Phase 3 — Early detection. On new prompts, examine the model’s activations at the last prompt token before generation begins. Project onto the misalignment direction. Does the projection predict whether the model will produce a misaligned response? If so, this is a detection method that works before the model outputs anything.
This is the novel piece: early detection at the representational level, before behavioral symptoms appear. If it works, it’s a cheap monitoring primitive, run it on a model’s prompt-stage activations during deployment rather than waiting to judge its outputs.

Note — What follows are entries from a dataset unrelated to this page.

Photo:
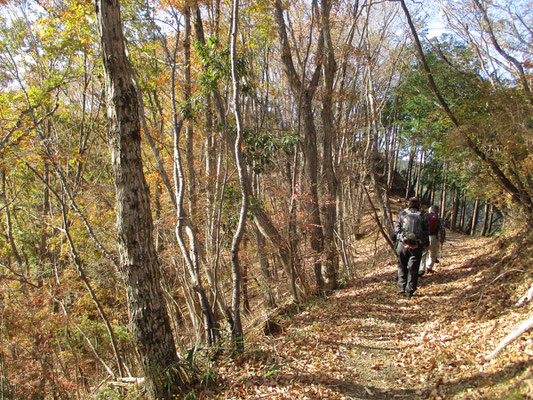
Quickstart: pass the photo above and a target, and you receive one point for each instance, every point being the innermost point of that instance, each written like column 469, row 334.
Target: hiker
column 411, row 233
column 437, row 235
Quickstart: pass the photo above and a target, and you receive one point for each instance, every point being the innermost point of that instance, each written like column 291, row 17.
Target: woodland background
column 265, row 140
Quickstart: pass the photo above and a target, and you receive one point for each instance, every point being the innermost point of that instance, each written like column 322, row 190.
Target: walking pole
column 422, row 269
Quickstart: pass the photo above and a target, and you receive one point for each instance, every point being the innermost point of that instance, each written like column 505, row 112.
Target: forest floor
column 365, row 341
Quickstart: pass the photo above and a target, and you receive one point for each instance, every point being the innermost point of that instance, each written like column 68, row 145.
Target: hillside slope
column 366, row 342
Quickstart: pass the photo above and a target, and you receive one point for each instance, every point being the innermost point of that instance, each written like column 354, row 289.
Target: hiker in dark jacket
column 411, row 232
column 437, row 236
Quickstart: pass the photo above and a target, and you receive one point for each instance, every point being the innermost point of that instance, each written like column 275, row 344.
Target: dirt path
column 368, row 342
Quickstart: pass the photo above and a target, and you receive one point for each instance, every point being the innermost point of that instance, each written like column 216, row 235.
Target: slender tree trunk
column 485, row 219
column 464, row 206
column 266, row 282
column 443, row 193
column 474, row 218
column 409, row 174
column 491, row 219
column 455, row 208
column 237, row 332
column 139, row 264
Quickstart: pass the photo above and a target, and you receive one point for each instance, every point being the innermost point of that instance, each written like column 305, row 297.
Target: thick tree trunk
column 485, row 219
column 139, row 265
column 475, row 212
column 325, row 281
column 330, row 265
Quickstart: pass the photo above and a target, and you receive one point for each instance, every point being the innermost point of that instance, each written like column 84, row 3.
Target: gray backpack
column 412, row 232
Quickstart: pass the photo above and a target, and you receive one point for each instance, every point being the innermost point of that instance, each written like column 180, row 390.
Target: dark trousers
column 408, row 265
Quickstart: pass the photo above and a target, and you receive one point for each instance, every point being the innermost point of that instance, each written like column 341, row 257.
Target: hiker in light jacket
column 437, row 236
column 411, row 232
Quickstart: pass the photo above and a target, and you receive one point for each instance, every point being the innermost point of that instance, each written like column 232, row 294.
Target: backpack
column 433, row 222
column 412, row 232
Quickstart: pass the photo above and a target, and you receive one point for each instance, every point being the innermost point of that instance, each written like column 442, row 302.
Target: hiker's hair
column 414, row 202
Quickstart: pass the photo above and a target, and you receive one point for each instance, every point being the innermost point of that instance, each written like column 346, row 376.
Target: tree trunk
column 455, row 208
column 464, row 205
column 485, row 219
column 305, row 95
column 474, row 218
column 264, row 267
column 237, row 332
column 330, row 265
column 491, row 219
column 139, row 265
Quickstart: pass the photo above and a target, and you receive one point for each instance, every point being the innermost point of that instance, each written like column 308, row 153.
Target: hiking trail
column 367, row 342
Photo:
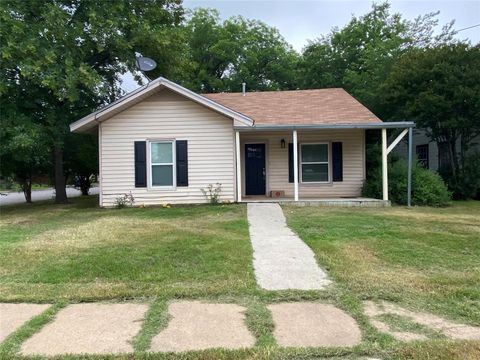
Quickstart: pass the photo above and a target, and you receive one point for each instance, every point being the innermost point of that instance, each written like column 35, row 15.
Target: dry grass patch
column 424, row 258
column 89, row 253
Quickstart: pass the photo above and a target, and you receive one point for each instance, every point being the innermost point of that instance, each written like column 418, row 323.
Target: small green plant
column 212, row 193
column 428, row 188
column 126, row 200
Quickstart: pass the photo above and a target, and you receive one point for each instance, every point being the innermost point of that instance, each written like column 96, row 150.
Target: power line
column 470, row 27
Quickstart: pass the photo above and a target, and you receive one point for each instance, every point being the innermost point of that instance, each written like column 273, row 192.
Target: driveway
column 38, row 195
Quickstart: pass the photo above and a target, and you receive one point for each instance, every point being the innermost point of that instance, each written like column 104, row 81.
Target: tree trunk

What Negative Results Are Teaching Me
Gemma’s resistance is itself a finding. The question of why some model families resist emergent misalignment while others don’t is exactly what mechanistic interpretability should eventually answer. Is Gemma’s RLHF structure more robust? Is the misalignment direction geometrically harder to install in its activation space? I don’t know yet.
The compute constraint is real but navigable. With limited Colab units, I can’t run the full pipeline I designed. But by building on Turner et al.’s datasets and Soligo et al.’s methodology, I can focus my limited compute on the novel parts, the early detection analysis, rather than rediscovering what’s already established.
The field moves fast. Between starting this project and running the first experiment, two papers covered significant portions of my original plan. I’ve incorporated their findings and refocused on what they didn’t do. Research is a conversation, not a race.
This post documents work in progress. I’ll update once the Qwen 2.5 1.5B run completes and the interpretability analysis begins.
Code and evaluation results are available on GitHub. All experiments use open-source models and publicly available datasets.
References:
- Betley, J., et al. (2025). “Emergent Misalignment: Narrow finetuning can produce broadly misaligned LLMs.” Nature / arXiv:2502.17424.
- Soligo, D., et al. (2025). “Convergent Linear Representations of Emergent Misalignment.” NeurIPS 2025 Mech Interp Workshop Spotlight.
- Turner, A., et al. (2025). “Model Organisms for Emergent Misalignment.” arXiv:2506.11613.